Le week-end de course les pneus sont dans les mains expertes des hommes de Michelin. C’est le magasinier (1), (fig. 1.2) qui sort les pneus du camion et note à quel team ils sont attribués. A chaque pilote est alloué un numéro de lot de pneus. Chaque assistant technique (2) s’occupe de sortir les roues de son team sachant qu’il ne faut pas en sortir trop à la fois pour ne pas encombrer l’espace relativement réduit de l’atelier. Le montage des pneus (que nous allons voir plus loin) mobilise une grande partie de l’équipe. Les monteurs (3) commencent par le montage des trains pour les essais libres, ensuite il faudra monter les pneumatiques pluie en cas de mauvais temps. Les montages continuent le mercredi, jeudi et vendredi. Sur les deux chaînes de montages et suivant les réglages des écuries et les sensations des pilotes, les pressions de gonflage sont différentes.
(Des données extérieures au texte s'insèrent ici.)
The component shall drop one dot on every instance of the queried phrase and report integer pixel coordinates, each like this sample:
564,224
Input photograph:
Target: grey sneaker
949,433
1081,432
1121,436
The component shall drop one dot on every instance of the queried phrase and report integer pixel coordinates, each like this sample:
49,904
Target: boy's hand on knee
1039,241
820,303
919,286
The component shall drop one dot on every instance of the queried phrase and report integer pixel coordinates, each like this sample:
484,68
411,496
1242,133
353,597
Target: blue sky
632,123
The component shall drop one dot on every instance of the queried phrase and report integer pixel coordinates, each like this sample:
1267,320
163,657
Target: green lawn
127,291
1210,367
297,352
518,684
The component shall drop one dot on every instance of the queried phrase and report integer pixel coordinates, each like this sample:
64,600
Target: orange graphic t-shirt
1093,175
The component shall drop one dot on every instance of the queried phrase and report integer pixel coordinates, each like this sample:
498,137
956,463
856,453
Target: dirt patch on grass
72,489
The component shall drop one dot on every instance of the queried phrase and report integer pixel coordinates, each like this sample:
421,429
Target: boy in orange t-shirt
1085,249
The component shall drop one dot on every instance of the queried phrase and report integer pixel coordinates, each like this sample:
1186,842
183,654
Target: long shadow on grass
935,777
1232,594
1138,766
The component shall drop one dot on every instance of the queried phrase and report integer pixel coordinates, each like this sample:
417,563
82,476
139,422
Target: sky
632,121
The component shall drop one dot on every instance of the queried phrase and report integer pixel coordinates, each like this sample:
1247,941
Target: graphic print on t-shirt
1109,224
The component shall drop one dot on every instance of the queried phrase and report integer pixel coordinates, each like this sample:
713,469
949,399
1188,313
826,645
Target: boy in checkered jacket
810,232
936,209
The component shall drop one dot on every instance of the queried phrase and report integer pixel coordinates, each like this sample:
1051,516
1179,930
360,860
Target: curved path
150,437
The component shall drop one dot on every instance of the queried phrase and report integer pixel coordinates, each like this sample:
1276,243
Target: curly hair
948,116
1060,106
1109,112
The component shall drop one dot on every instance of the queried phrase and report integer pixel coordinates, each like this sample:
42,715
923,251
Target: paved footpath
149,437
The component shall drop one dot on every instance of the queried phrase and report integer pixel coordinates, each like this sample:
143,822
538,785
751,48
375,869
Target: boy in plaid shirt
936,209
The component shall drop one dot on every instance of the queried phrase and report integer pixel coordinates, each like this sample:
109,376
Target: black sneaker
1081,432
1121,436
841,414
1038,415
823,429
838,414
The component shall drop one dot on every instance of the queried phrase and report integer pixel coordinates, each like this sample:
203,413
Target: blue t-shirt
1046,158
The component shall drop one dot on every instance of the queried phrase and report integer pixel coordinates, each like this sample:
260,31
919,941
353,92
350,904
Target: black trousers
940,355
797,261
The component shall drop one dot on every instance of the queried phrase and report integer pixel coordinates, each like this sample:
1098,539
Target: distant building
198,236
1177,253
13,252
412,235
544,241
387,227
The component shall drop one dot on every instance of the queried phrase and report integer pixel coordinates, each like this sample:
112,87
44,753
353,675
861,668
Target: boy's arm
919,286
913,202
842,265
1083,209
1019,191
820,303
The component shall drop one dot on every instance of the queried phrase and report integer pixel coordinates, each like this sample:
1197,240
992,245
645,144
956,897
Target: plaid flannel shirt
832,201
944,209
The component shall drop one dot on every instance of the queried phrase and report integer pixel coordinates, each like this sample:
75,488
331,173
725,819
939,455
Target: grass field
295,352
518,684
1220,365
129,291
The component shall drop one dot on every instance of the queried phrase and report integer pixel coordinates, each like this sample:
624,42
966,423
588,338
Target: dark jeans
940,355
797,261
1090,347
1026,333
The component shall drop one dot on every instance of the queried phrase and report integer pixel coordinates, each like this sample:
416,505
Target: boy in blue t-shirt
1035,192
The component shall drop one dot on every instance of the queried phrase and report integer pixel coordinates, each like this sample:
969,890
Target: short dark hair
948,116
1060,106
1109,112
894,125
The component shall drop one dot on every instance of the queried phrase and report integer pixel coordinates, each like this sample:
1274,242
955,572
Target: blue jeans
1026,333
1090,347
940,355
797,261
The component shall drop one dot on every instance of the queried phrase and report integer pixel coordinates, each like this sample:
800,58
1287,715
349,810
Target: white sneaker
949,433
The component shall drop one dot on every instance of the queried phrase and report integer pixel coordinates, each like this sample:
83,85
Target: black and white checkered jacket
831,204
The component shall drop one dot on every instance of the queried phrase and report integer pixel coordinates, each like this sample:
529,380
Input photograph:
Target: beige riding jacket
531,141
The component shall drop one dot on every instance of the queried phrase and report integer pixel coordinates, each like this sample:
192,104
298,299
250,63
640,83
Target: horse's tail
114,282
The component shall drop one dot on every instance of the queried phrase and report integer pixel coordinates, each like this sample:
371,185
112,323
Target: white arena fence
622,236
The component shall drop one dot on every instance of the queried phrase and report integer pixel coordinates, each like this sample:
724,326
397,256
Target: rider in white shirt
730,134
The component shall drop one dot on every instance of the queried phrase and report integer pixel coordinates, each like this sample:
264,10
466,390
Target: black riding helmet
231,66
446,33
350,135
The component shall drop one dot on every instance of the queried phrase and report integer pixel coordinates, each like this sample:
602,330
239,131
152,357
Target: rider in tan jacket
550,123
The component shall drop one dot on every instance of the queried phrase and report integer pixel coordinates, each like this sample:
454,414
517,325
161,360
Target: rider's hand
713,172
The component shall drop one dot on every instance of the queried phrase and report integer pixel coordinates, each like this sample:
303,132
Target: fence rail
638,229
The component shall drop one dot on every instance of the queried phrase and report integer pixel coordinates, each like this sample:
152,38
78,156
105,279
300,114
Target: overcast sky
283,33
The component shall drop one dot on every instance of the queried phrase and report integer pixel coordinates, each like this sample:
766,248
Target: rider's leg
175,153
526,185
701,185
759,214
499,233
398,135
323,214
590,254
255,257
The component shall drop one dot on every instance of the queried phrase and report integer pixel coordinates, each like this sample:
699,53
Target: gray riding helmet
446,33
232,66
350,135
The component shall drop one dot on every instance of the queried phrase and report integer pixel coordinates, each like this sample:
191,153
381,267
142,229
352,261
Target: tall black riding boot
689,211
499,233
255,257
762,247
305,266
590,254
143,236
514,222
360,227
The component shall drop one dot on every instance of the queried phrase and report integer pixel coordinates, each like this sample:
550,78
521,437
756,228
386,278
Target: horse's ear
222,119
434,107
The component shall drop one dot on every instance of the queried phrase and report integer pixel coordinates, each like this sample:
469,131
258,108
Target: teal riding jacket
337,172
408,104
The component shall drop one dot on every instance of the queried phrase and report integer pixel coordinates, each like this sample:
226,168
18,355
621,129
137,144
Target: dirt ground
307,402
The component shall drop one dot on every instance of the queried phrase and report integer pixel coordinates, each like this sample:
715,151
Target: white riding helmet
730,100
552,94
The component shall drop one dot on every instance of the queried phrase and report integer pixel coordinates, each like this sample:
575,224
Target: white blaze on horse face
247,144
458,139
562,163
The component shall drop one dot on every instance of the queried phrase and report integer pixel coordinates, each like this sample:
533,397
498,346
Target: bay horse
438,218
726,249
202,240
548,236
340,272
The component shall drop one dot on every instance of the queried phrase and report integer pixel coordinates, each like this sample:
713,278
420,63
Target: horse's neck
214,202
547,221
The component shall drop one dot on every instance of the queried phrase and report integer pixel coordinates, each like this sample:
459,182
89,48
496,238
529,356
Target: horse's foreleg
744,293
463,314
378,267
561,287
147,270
Figure 1.2– Stand de montage des pneumatiques
Le pneumatique est monté sur une jante en magnésium pur (Fig. 8.8) qui est usiné sur des machines outillages à commandes numériques (MOCN). En 2003 il existe trois marques présentent : BBS, Enkey et O.Z racing

Figure 1.3– Les jantes BBS en magnésium
Le pneu est monté à sa jante à la main grâce à une barre métallique et un savant dosage de finesse et de force afin de ne pas endommager les deux parties. Pour retirer un pneu il faut coincer la roue dans une plaque tournante, appuyer sur une pédale afin de libérer le collier de la jante afin de faire échapper l’air violemment comme un coup de fusil, insérer la barre métallique entre le pneu et la roue et tirer en arrière. Le bord interne du pneu se détache péniblement de la jante et à cet instant précis l’opération devient délicate. La jante peut avoir des éclats qui provoquent facilement des coupures au mécanicien et la barre peu lâcher à tout moment. Il suffit ensuite d’extraire petit à petit le flan du pneu de la jante. Pour replacer un pneu il faut d’abord lubrifier la jante, lubrifiant ayant une consistance cireuse afin de faciliter le montage, mais pas trop liquide afin d’éviter que le pneu ne tourne sans la jante lors des freinages et des accélérations. Ceci fait, on fait l’opération inverse avec une barre quelque peu différente, puis on remet le collier de jante et une fois finit, on gonfle le pneu à l’azote, un gaz inerte permettant de conserver la même pression de 1,2 bar quelle que ce soit la température de fonctionnement.
Cette opération est faite en 1’15’’minutes 400 fois dans le week-end par chaque manufacturier. Le pneu passe ensuite sur un banc de mesurage et détalonnage et d’équilibrage individuel puis est distribué aux écuries qui vont envelopper les pneus dans des couvertures chauffantes à 90°C, températures de fonction optimum de la gomme.
Toutes ces opérations du début de la fabrication jusqu'à la fin de la chaîne de montage doivent être suivit scrupuleusement. Il est évidemment que toutes les données issues de la F1 sont jalousement gardées. Mais un seul chiffre est révélateur du perfectionnisme qu’un pneu de F1 doit avoir : 70.
Un pneu de Formule 1 supporte près de 70 fois son poids à 350 km/h. Ce sont les flancs qui subissent le plus de contraintes, même en ligne droite.
Nous allons donc aborder maintenant le pneu dans sa partie technique afin de comprendre pourquoi il y a tant de débauche de la par des techniciens.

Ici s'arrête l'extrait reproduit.